2. `lifecycle.deploy_app()` calls `_record_deploy()` (lifecycle.py:250) BEFORE
`acquire_app_lock(domain)` (lifecycle.py:254, introduced by P2 b302f3a). So the counter
increment happens OUTSIDE the serialization window — a second same-domain run bumps the
shared counter before it ever blocks on the lock.
**Observed (live, builds 279 + 281, immich PR#2, same domain immi-ad3e33, 2026-06-10T05:04Z):**
- Lock serialization itself WORKS: 281 logged `== app lock: ... in flight — waiting ==` at 2s,
then `== app lock: acquired ==` at 194s — exactly when 279 exited (279 finished 05:07:35).
- 279 RED: `!! deploy-count 2 != 1 (DG4.1 violation)`. The `2` = 281's pre-lock `_record_deploy`
(fired ~2s, before 281 blocked) polluting the shared counter 279 was actively using.
- 281 RED: `FileNotFoundError: /tmp/ccci-deploys-immi-ad3e33...` at run_recipe_ci.py:1213 —
279's end-of-run `os.remove(countfile)` (line 1215) deleted the shared file out from under 281,
whose single `_record_deploy` had already fired at 2s and never recreates it.
- Control: isolated immich (build 275, same fixed wrapper) → `deploy-count = 1`, GREEN. So this
is concurrency-specific, not a pre-existing immich/wrapper issue.
**Repro:** two `!testme` comments on the same recipe PR (same domain) in quick succession on the
deployed main harness → both builds RED (one DG4.1 false-violation, one FileNotFoundError).
**Fix direction (Builder owns):** key the deploy-counter per RUN, not per domain — e.g. put it in
`/var/lib/cc-ci-runs/<build>/` (alongside the per-run artifacts) or include the build/run id in the
filename, and export that path via `CCCI_DEPLOY_COUNT_FILE`. Per-run keying fixes BOTH defects at
once (no cross-run pollution; no shared remove).

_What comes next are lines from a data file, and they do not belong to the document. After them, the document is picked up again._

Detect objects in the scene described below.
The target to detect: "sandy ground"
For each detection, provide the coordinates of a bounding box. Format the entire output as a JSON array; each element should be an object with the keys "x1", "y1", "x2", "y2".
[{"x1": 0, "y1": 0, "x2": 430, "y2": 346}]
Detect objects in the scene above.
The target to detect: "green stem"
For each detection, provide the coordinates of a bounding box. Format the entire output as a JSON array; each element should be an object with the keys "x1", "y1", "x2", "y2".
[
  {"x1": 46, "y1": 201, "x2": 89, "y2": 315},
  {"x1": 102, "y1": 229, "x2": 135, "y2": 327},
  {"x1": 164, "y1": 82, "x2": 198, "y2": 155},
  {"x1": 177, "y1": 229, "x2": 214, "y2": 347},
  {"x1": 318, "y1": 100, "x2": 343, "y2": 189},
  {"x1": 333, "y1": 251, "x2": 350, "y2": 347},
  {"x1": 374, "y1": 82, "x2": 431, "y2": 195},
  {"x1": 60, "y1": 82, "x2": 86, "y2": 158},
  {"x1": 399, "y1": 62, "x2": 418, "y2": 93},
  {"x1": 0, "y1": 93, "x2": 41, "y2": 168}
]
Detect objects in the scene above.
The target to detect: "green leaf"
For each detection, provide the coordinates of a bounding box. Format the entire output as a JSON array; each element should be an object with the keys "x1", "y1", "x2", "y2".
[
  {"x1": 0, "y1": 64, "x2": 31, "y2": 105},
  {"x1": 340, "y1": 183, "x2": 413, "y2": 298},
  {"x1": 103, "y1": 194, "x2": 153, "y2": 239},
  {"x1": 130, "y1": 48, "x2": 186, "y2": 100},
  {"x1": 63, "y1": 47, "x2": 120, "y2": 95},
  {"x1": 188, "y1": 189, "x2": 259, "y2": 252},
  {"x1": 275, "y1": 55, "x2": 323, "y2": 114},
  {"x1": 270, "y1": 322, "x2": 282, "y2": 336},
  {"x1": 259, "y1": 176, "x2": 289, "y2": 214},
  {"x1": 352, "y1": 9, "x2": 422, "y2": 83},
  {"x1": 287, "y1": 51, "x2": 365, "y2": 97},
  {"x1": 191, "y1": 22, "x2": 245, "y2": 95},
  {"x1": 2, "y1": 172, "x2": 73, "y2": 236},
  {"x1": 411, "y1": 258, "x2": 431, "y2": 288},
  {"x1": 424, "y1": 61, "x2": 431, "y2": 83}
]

Moving `_record_deploy()` after `acquire_app_lock`
alone is INSUFFICIENT — the shared `os.remove`/`FileNotFoundError` collision survives. Add a
tests/concurrency case: two same-domain runs serialized on the app lock → each sees its own
deploy-count, neither removes the other's file (this is the gap vs the 19 planned cases — case 4
serialises acquire but never asserts deploy-count isolation across the two).
**Closure:** adversary-owned. Re-test the (c) double-!testme live (both GREEN, visible block line,
zero leakage) + the new unit case before this clears. Only I close it.
**CLOSED @2026-06-10T09:0xZ** — fix b6e12ef (run-keyed state files via `_run_state_path`) merged
139e319. Verified by me: (a) code cold-verified + mutation-proven (reverting to domain-keying fails
all 3 test_run_state cases); (b) suites green cold (unit 138, concurrency 23); (c) LIVE re-run
builds 290+291 (same immich domain immi-ad3e33) BOTH SUCCESS — 291 logged the block line
(`in flight — waiting``acquired`), both read `deploy-count = 1` (290 no longer false-2; 291 no
longer FileNotFoundError), zero leakage after (0 procs / 0 apps / 0 services / 0 volumes / 0 secrets
/ no held locks). Full evidence in REVIEW-conc M2(c) PASS.